Chapter Thirty Two.

Peace at Hightoft.

Neil Elthorne had not been a month at the West Coast settlement before he began to find that the funds placed at his disposal by the home authorities would be utterly inadequate for the great work on hand. He was already crippled, and upon taking the sharer of his enterprise into his confidence he fully realised for the first time that he had married a wealthy wife, and that the accumulations of years of her large income were waiting to be utilised as he thought best.

This gave the necessary impulse to his task, and for the next five years the warfare was carried on. With wonderful success? Yes. To achieve all that he and Lady Cicely desired? No. But they fought on, unscathed by disease, which swept away its hundreds, leading, as it were, a charmed life, till reason forced it upon his busy brain that the time had come when he must return.

He had done far more than the most sanguine had expected, and thousands lived to bless his name, and that of the brave, true woman ever working at his side.

His departure was sudden. Weakness and a strange languor had attacked his wife. She had hidden her sufferings from him lest she should hinder him in his work, but his practiced eye detected her state; and as soon as the necessary arrangements could be made, the low, miasmatic tropical shore was left behind, and in a vessel rapidly making its way north, the change was almost magical.

“So well, dear,” said Lady Cicely one bright morning, as the vessel rushed onward into purer air, and beneath brighter skies, “that I feel as if we ought to return.”

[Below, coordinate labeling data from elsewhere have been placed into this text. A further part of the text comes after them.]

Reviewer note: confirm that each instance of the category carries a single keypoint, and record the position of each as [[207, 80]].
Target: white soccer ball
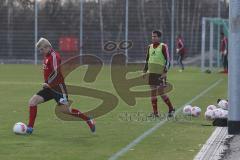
[[187, 110], [209, 115], [223, 104], [20, 128], [211, 107], [218, 113], [196, 111]]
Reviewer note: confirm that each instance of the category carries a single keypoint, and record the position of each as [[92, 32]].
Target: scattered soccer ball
[[209, 115], [211, 107], [218, 113], [20, 128], [196, 111], [223, 104], [187, 110]]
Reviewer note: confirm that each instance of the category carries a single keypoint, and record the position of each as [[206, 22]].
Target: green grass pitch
[[63, 140]]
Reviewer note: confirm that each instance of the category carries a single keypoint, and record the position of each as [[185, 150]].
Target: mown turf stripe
[[158, 125]]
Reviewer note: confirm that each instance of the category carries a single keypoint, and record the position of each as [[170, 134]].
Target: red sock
[[168, 102], [32, 115], [77, 113], [154, 105]]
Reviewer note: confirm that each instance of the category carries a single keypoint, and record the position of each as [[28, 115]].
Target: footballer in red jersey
[[224, 52], [53, 87], [180, 51]]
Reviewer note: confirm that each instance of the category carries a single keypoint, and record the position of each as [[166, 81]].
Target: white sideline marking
[[158, 125], [214, 146], [18, 83]]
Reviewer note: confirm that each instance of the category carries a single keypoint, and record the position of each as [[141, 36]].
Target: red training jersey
[[51, 68], [180, 45], [224, 44]]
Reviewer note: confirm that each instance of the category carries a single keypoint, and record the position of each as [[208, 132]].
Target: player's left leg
[[181, 61], [154, 100], [167, 101], [62, 99]]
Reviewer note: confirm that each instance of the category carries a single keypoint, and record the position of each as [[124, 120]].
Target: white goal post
[[210, 43]]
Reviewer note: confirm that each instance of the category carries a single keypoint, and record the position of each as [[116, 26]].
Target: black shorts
[[155, 79], [58, 93]]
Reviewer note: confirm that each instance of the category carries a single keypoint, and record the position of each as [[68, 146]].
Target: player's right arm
[[146, 61]]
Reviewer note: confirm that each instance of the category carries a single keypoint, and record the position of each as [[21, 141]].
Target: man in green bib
[[157, 65]]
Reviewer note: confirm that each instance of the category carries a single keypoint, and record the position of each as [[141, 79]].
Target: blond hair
[[43, 42]]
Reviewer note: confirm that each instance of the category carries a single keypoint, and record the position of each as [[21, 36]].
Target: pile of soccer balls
[[220, 111], [213, 111], [188, 110]]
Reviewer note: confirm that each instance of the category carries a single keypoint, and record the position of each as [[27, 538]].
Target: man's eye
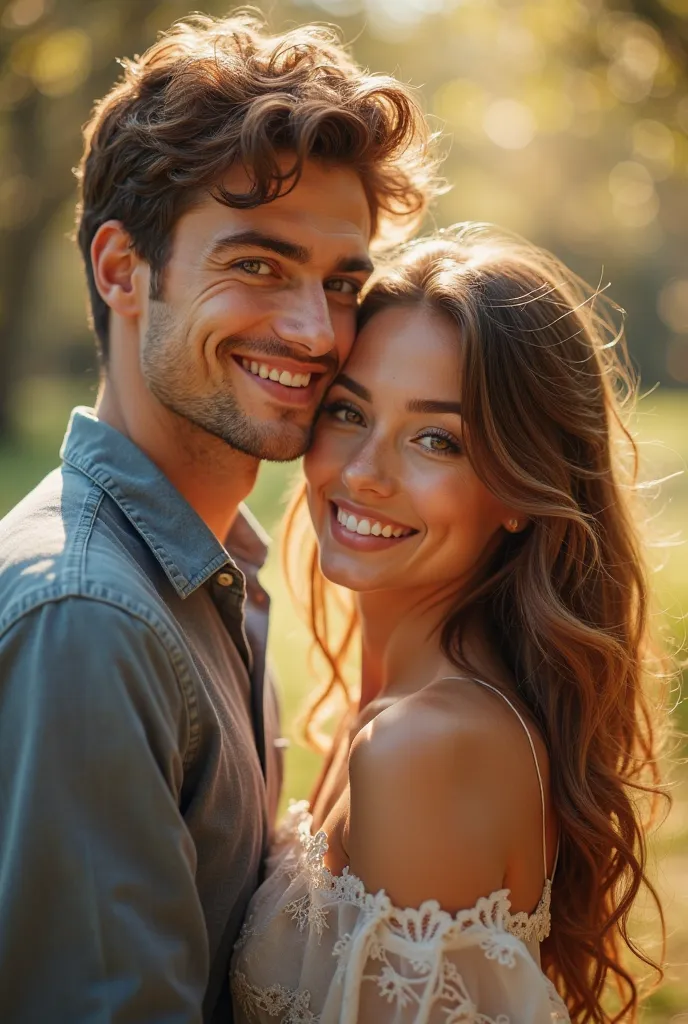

“No,” he said, taking her hand; “we have done our work there. We have laid the foundation of a new régime of comparative health for our colonies, and the inhabitants of that dreadful place; other hands must carry on the work. I shudder now as I think of all that we have gone through, and wonder that we are still alive to begin some other task at home.”

There had been plenty of changes since they had left England, but Sir Denton Hayle, apparently not a day older, still paid his visits to the ward which bore his name; while Ralph Elthorne, vigorous in health, though helpless as a child, was at the station to welcome back his children, as he called them, to the old home, where Aunt Anne, grown more grey and placid, still kept house, and ignored all the past as she took her niece in her arms.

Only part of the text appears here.